Both part of the Bullingdon class of 1987, Johnson (above left, with Cameron) has spoken of "dark deeds involving plastic cones and letterboxes", and recounted one incident in which he ended up "crawling through hedges trying to escape police dogs" after someone threw a plant pot through a window. Cameron, on the other hand, generally tries to avoid the subject.
Jonny Sweet, a little-known 24-year-old comic who will perform a one-man show at the Edinburgh festival next month, has been cast as Cameron. Christian Brassington, a 26-year-old actor who previously played the lead role in Tony Blair: Rock Star, about the former Prime Minister's undergraduate days, will scruff up his hair and dye it blond to play Johnson.
Channel Four, which runs digital channel More 4, has had considerable success with political drama over the last few years, and the tone isn't generally deferential. In 2003, Stephen Frears directed Michael Sheen as Blair in The Deal, which imagined how Blair, over a supper at Granita restaurant in Islington, persuaded Gordon Brown to let him have the first stab at the Labour party leadership.
When Boris met Dave has already been criticised by one Tory. Philip Davies, MP for Shipley in Yorkshire, has said that Channel Four was open to "accusations they are pursuing an agenda" in the run-up to the next general election.
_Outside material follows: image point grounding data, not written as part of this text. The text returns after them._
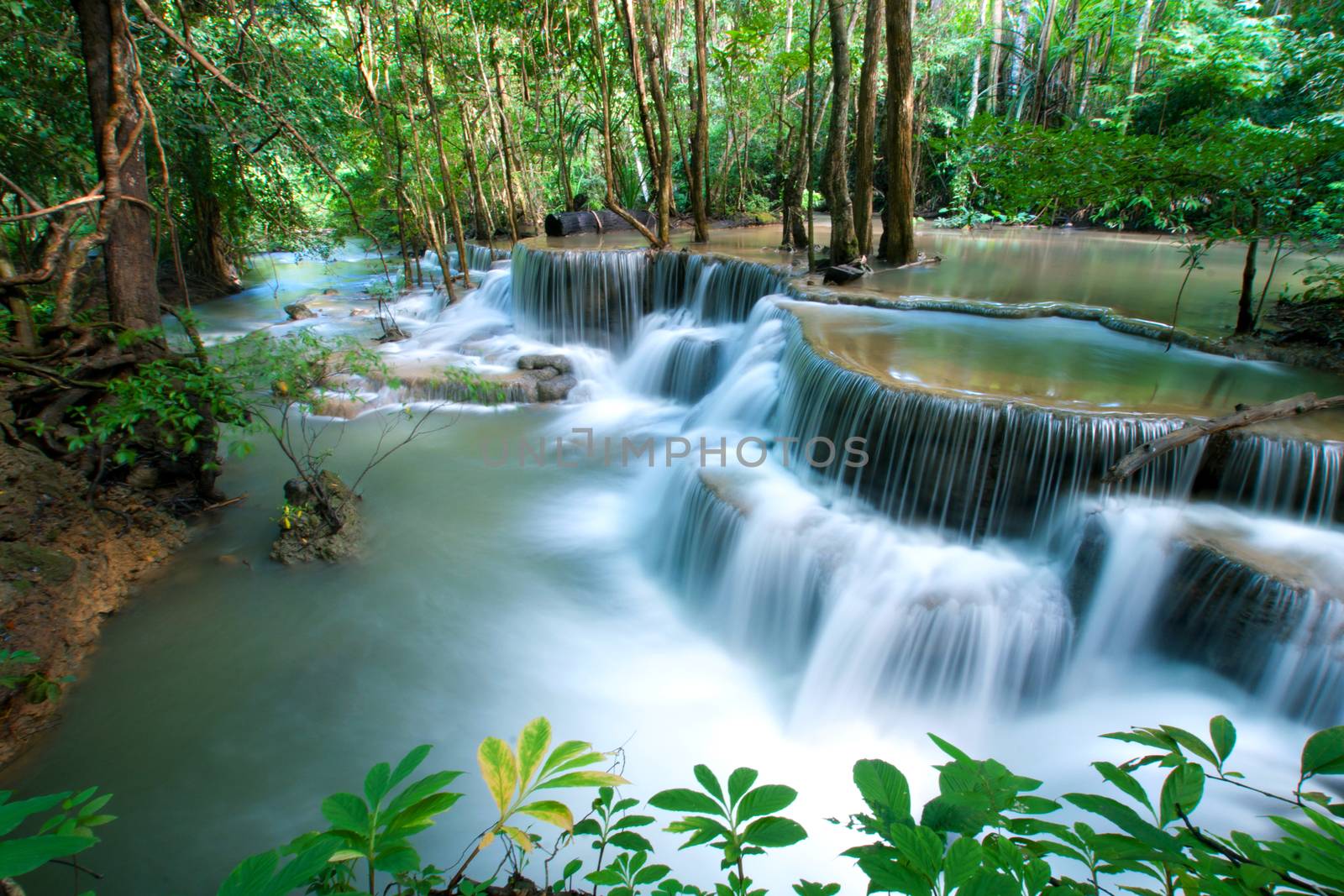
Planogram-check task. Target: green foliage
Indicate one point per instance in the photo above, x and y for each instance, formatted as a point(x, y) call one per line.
point(739, 821)
point(376, 828)
point(60, 836)
point(514, 778)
Hamish Mykura, controller of More 4, told the Independent that he thinks the film will show Cameron, Johnson and their set "pretending to be people that they weren't".
Mykura said: "Even though Boris is the one who's always highlighted as the toff, he's someone who in some ways wasn't to the manor born, he was adopting that personality, whereas Dave, who was from that upper echelon, was playing it down far more when he was at university."